The transition from high school JV to world-class Ironman began with but a bike ride — a really long one. In college he decided to pedal the 500-plus miles from Fidalgo Island in Puget Sound, where he grew up, to Washington State University in Pullman, where he was enrolled.

“I loved competing with myself and the elements on that trip,” says Gattenby. “I met bicyclists along the way, but nobody wanted to ride at my pace. I learned a lot about my state and its environment, since bicycling is the next-best thing to walking for really seeing something.”

Being able to see forever from the air led Gattenby to try skydiving as a college student. He took his first jump in winter and landed on a field full of frozen furrows, breaking his leg in three places. He walked on it to the nearest road and tore several ligaments in the process, ending up with pins, plates and screws in his leg.

“A doctor told me that I was never going to be the same,” he says. “That made me really mad — nobody has the right to take your hope away. That’s why I think of that doctor every time I cross a finish line.”

Gattenby’s accident and successful recovery have packed a pedagogical punch into his teaching. His course on Adapted Fitness and Personal Training draws about 100 students a year, with and without disabilities. It focuses on individual goals, including stress management, injury rehabilitation, cerebral palsy, arthritis, vision or hearing problems, and weight control.

“Whatever the goals of the student, I tell them that we’ll find a way to achieve them,” he says.

In his summer course on Outdoor Pursuits, he teaches physical education teachers how to connect with students who are turned off by traditional PE. He leads sessions in orienteering, bicycling, archery, rock climbing, rollerblading, kayaking, canoeing and adventure racing. (Adventure racing is a multisport event that typically takes place in wilderness areas and goes beyond the triathlon events of swim-bike-run.)

“I want physical education teachers to engage kids and get them back into shape,” says Gattenby.

He’s a personal trainer himself, with private clients such as triathletes, bicyclists and people who want to lose weight. For them and other students he hews to a consistent theme: “My driving force is use it or lose it.”

And he practices his preaching.
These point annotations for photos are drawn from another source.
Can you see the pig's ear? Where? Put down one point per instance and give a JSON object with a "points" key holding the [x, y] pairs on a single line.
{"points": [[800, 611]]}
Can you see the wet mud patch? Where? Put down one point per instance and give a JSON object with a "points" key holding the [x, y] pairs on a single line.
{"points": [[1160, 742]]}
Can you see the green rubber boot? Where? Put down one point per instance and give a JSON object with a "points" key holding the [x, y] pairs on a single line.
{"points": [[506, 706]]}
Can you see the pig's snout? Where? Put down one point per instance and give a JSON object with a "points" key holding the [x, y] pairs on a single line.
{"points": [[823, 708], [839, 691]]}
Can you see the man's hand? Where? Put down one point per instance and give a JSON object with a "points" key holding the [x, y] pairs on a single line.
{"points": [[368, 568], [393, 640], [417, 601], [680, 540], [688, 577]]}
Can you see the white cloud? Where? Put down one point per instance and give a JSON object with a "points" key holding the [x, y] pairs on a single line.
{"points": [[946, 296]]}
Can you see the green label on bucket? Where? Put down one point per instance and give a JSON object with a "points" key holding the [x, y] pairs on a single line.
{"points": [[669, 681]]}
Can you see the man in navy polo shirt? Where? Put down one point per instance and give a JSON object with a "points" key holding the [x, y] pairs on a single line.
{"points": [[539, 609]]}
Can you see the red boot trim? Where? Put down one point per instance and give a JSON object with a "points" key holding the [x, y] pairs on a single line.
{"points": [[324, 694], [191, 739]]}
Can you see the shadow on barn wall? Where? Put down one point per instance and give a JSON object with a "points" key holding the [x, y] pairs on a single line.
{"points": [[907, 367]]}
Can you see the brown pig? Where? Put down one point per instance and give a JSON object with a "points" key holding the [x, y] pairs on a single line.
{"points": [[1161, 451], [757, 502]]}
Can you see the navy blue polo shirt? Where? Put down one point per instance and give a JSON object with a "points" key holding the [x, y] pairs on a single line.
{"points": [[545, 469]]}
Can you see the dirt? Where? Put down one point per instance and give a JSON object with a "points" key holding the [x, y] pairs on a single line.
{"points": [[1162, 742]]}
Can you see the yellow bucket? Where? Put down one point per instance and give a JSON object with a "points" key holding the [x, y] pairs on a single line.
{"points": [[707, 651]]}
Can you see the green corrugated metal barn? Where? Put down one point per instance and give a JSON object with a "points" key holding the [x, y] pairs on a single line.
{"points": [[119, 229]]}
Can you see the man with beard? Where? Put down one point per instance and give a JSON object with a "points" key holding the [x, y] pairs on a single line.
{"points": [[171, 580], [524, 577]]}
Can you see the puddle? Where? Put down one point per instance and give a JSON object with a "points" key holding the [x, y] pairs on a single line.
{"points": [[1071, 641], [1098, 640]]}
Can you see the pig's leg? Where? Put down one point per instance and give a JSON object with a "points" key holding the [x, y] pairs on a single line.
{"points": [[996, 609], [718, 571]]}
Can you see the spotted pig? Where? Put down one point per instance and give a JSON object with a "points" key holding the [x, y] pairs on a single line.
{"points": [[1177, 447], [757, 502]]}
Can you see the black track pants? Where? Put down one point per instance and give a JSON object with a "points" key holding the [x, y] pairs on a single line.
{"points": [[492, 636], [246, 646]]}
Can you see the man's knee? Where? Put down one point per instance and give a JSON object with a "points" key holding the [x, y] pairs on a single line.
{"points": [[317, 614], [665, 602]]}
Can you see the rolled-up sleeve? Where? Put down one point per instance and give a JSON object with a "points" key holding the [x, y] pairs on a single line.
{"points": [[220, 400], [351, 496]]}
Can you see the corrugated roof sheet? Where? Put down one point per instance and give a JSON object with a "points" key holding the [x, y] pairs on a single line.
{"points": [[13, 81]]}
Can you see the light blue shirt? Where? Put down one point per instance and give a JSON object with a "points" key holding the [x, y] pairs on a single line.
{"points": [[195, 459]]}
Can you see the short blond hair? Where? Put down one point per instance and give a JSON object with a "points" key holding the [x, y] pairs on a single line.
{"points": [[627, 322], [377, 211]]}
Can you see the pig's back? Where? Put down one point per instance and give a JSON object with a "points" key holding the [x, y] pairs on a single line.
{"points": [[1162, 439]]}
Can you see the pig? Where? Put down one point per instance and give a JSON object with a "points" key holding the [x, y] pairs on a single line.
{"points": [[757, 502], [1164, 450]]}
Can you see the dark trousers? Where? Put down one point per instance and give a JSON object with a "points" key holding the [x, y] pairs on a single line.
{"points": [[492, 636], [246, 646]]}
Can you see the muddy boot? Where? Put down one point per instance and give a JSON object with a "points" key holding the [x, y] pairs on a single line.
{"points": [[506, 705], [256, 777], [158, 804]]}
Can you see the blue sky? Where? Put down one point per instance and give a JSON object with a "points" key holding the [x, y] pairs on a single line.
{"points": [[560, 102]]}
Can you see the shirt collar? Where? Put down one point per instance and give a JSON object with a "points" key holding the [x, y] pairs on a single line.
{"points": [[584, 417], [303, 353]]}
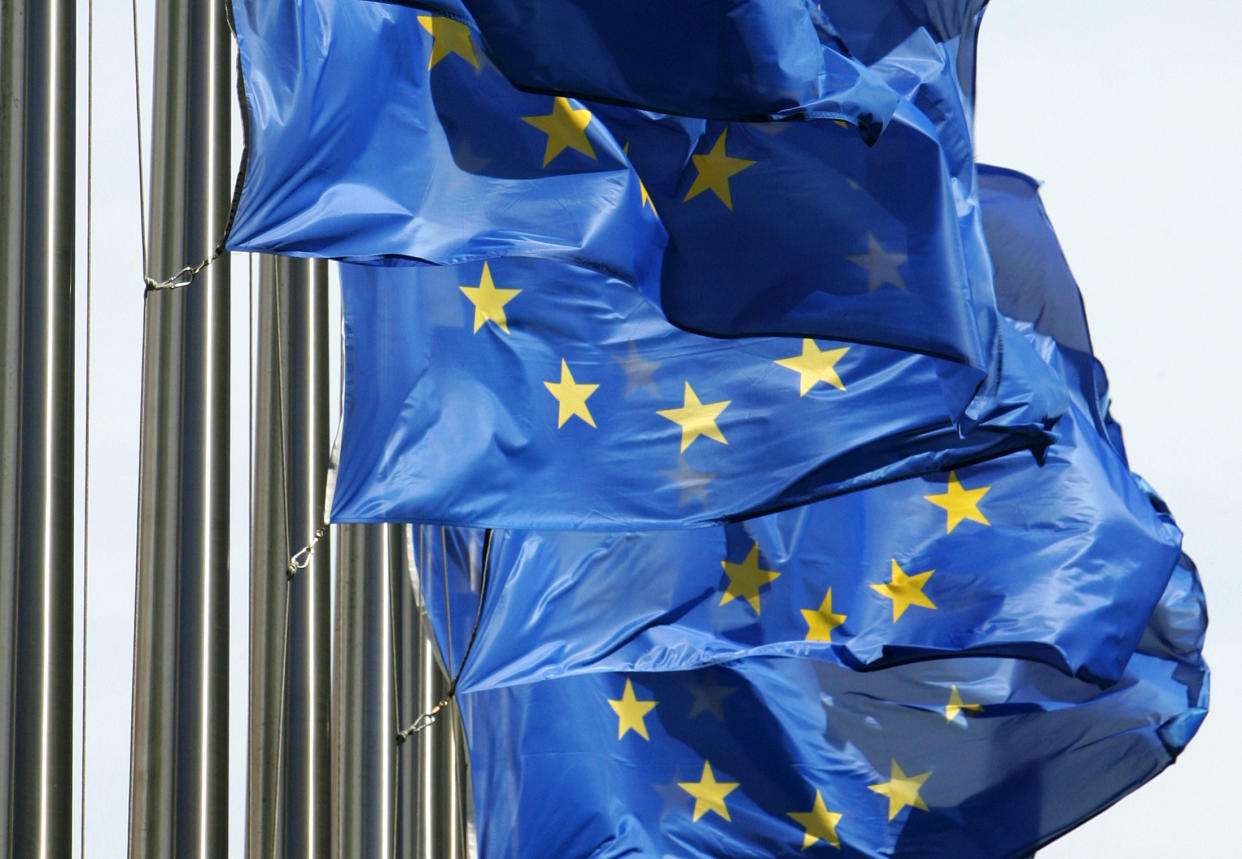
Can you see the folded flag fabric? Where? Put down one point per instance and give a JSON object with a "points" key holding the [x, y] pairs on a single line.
{"points": [[426, 153], [743, 60], [533, 394], [871, 30], [984, 757], [1060, 562]]}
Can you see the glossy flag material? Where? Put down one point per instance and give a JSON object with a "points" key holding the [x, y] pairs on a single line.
{"points": [[425, 153], [1060, 562], [744, 60], [769, 756], [532, 394], [871, 30]]}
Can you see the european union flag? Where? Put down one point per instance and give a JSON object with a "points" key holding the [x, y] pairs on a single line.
{"points": [[1033, 284], [1060, 562], [794, 226], [771, 756], [872, 30], [744, 60], [375, 134], [534, 394]]}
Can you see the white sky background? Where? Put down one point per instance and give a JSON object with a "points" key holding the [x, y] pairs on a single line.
{"points": [[1123, 107]]}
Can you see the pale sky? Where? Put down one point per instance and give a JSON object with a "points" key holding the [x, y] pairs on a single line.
{"points": [[1123, 107]]}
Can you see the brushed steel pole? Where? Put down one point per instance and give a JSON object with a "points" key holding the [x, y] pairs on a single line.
{"points": [[179, 755], [364, 719], [37, 45], [288, 776]]}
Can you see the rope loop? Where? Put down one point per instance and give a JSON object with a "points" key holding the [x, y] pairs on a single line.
{"points": [[301, 559], [424, 721]]}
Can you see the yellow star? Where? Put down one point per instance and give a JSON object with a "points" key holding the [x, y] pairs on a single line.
{"points": [[630, 711], [448, 36], [708, 793], [565, 128], [697, 418], [815, 365], [489, 302], [714, 170], [959, 503], [570, 396], [820, 823], [902, 791], [745, 579], [642, 189], [906, 591], [821, 621], [956, 705], [881, 266]]}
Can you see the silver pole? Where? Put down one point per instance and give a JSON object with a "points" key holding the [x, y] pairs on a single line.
{"points": [[364, 720], [36, 425], [179, 755], [288, 773]]}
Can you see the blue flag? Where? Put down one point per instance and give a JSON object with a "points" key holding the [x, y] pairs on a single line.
{"points": [[744, 60], [1060, 562], [426, 153], [769, 757], [1033, 284], [533, 394], [871, 30]]}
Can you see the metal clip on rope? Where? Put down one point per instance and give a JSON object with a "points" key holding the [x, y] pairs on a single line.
{"points": [[184, 277], [422, 723], [301, 559]]}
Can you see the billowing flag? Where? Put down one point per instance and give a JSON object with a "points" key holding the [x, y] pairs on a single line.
{"points": [[533, 394], [1060, 562], [976, 757], [425, 153], [745, 60]]}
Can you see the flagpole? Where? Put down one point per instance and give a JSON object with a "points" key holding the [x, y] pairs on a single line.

He uses the skills he has and is constantly adding to his repertoire. “I try one new thing every year,” says Gattenby. “I’m more interested in what I’m not doing.”
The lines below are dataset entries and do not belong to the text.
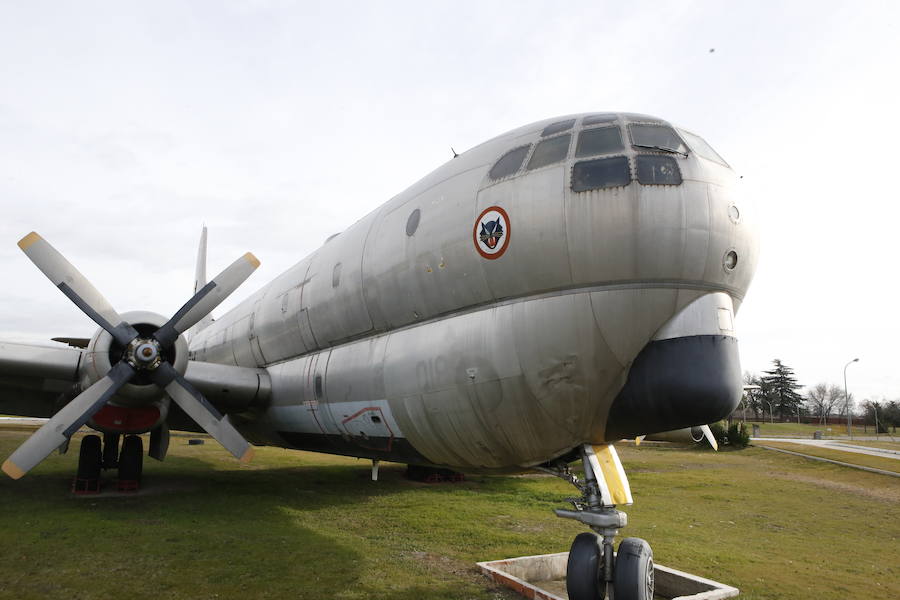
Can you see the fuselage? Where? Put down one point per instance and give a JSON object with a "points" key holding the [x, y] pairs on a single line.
{"points": [[508, 306]]}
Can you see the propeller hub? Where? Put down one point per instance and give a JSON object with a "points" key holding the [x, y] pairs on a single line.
{"points": [[143, 354]]}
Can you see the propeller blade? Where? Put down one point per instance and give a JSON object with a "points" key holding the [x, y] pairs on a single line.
{"points": [[57, 431], [205, 414], [207, 298], [707, 433], [76, 286]]}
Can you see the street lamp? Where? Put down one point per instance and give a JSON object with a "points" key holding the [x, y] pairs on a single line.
{"points": [[847, 396], [875, 410]]}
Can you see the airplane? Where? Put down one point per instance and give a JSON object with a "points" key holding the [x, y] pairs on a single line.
{"points": [[562, 286], [686, 435]]}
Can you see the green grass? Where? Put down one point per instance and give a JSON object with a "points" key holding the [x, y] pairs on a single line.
{"points": [[854, 458], [302, 525], [878, 444]]}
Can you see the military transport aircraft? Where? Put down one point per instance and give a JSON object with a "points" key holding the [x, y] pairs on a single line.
{"points": [[562, 286]]}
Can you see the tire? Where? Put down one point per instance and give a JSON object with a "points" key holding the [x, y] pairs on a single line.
{"points": [[110, 450], [131, 459], [584, 568], [633, 578], [90, 458]]}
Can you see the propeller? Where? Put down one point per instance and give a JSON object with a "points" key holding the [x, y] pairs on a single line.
{"points": [[707, 433], [141, 354]]}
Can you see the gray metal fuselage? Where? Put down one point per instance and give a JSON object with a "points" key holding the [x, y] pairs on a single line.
{"points": [[399, 340]]}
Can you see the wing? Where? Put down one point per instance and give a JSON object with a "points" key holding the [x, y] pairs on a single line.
{"points": [[37, 381]]}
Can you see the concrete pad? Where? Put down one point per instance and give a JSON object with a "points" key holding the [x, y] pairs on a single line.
{"points": [[543, 577]]}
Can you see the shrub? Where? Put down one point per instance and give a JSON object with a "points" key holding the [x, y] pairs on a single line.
{"points": [[737, 435]]}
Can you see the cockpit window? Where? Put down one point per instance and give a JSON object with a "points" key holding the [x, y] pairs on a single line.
{"points": [[700, 146], [656, 137], [602, 140], [654, 169], [550, 151], [600, 173], [597, 119], [557, 127], [509, 163]]}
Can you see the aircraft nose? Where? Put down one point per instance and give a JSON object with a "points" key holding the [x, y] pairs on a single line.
{"points": [[692, 378]]}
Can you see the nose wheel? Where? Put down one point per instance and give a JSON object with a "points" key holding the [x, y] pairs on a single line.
{"points": [[594, 570]]}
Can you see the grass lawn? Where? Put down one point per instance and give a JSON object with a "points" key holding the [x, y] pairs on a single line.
{"points": [[854, 458], [301, 525]]}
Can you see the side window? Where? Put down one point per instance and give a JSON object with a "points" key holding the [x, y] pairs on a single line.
{"points": [[661, 137], [600, 173], [653, 169], [550, 151], [596, 119], [602, 140], [557, 127], [509, 163]]}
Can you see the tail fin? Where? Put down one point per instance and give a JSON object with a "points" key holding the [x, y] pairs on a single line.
{"points": [[200, 281]]}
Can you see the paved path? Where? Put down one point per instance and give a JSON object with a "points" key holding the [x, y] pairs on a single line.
{"points": [[845, 446]]}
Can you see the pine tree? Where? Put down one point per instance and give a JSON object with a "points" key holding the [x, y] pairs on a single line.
{"points": [[780, 388]]}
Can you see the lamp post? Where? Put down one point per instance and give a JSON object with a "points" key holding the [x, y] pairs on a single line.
{"points": [[847, 397], [875, 410]]}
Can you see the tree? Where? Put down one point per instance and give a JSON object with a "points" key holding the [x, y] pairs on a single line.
{"points": [[822, 398], [874, 413], [843, 404], [752, 399], [892, 414], [780, 388]]}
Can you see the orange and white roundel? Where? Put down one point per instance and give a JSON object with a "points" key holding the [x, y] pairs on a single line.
{"points": [[491, 233]]}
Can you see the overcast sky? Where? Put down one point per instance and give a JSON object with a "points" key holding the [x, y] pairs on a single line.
{"points": [[125, 126]]}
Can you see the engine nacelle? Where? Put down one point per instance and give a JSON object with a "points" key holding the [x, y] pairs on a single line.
{"points": [[140, 405]]}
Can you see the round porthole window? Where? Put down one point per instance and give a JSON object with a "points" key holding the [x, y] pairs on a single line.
{"points": [[730, 260], [412, 223]]}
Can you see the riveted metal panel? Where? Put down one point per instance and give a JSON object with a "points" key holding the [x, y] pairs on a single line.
{"points": [[567, 365], [536, 257], [602, 234], [338, 312], [276, 324], [660, 236], [409, 278], [628, 318], [696, 231]]}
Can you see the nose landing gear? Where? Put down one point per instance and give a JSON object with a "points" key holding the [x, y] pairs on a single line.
{"points": [[594, 569]]}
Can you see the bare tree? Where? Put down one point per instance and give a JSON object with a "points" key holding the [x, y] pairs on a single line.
{"points": [[822, 398], [843, 404]]}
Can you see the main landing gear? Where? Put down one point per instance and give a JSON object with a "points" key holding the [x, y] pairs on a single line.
{"points": [[594, 571], [94, 457]]}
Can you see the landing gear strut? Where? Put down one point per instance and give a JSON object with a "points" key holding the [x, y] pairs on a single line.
{"points": [[593, 568]]}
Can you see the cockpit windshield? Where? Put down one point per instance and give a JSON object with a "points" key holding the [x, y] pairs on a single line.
{"points": [[700, 146], [656, 137]]}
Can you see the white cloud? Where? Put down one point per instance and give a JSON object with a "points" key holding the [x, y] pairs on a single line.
{"points": [[124, 128]]}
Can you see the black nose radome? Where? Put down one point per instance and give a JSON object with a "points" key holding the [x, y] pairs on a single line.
{"points": [[675, 383]]}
Most of his activities are outdoors, which he’s loved since his childhood on Fidalgo Island, part of the San Juans near Seattle. “I could go fish on a beach with a mountain in the background,” he says. “It was paradise.”
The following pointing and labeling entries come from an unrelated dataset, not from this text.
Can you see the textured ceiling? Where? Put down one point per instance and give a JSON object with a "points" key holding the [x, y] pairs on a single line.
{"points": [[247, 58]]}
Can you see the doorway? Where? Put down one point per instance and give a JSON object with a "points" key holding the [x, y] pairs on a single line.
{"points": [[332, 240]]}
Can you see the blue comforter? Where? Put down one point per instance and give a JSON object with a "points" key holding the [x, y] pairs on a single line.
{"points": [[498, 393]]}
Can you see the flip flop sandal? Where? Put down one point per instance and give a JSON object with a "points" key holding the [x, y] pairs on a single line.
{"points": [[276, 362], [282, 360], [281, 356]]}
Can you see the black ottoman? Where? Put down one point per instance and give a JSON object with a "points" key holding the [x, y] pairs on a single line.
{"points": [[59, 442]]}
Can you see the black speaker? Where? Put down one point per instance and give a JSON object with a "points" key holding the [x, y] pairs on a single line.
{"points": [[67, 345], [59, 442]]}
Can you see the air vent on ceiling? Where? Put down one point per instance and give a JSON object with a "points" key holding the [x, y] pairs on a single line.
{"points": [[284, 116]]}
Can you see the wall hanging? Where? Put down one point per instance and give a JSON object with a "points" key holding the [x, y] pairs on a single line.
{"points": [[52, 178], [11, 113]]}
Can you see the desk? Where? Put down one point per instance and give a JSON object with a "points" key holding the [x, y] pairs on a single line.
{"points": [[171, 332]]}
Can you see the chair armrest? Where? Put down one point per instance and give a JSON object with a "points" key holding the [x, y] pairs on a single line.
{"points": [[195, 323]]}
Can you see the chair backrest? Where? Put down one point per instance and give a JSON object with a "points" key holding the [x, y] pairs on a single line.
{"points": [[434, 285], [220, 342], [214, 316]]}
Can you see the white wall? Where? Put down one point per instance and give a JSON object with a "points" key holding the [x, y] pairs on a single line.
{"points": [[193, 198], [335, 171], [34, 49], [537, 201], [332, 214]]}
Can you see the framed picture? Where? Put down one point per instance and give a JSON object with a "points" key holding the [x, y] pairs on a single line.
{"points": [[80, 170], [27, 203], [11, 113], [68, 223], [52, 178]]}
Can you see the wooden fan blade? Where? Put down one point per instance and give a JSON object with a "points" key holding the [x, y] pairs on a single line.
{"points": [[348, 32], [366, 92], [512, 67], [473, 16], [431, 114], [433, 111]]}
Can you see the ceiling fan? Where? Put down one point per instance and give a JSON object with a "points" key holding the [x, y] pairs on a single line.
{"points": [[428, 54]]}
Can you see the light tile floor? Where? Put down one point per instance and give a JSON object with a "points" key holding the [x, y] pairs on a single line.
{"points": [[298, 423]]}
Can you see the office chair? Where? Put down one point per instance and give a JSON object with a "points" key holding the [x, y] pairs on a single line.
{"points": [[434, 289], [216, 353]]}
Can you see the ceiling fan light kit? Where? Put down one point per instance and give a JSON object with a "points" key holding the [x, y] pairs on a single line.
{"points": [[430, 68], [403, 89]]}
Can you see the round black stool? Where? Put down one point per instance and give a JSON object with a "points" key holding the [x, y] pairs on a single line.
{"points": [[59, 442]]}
He’s found another slice of paradise on his 23 acres near Ridgeway, where he lives with his wife, Sue Gattenby, and their 1-year-old daughter, Tayla. They are expecting their second child in mid-November.

Their land is forested with huge rocky outcroppings, meadows, caves and coyotes. There are deer, too, which he hunts the hard way — bow and arrow.

“It’s just a stick and string, without even sights,” he says, “but it helps me provide my family with meat that’s free of chemicals and genetic manipulation.”

As in all his other passions, Gattenby goes full-tilt as a hunter. He’s trailed moose in Alaska, bear in Canada and wild hogs in Georgia. And he even tans his own hides and uses the sinew to tie arrowheads onto the shafts.

It makes you tired just hearing what he’s done with his life since that doctor told him he’d never be the same.

“I can rest,” he says with a smile, “when I’m dead.”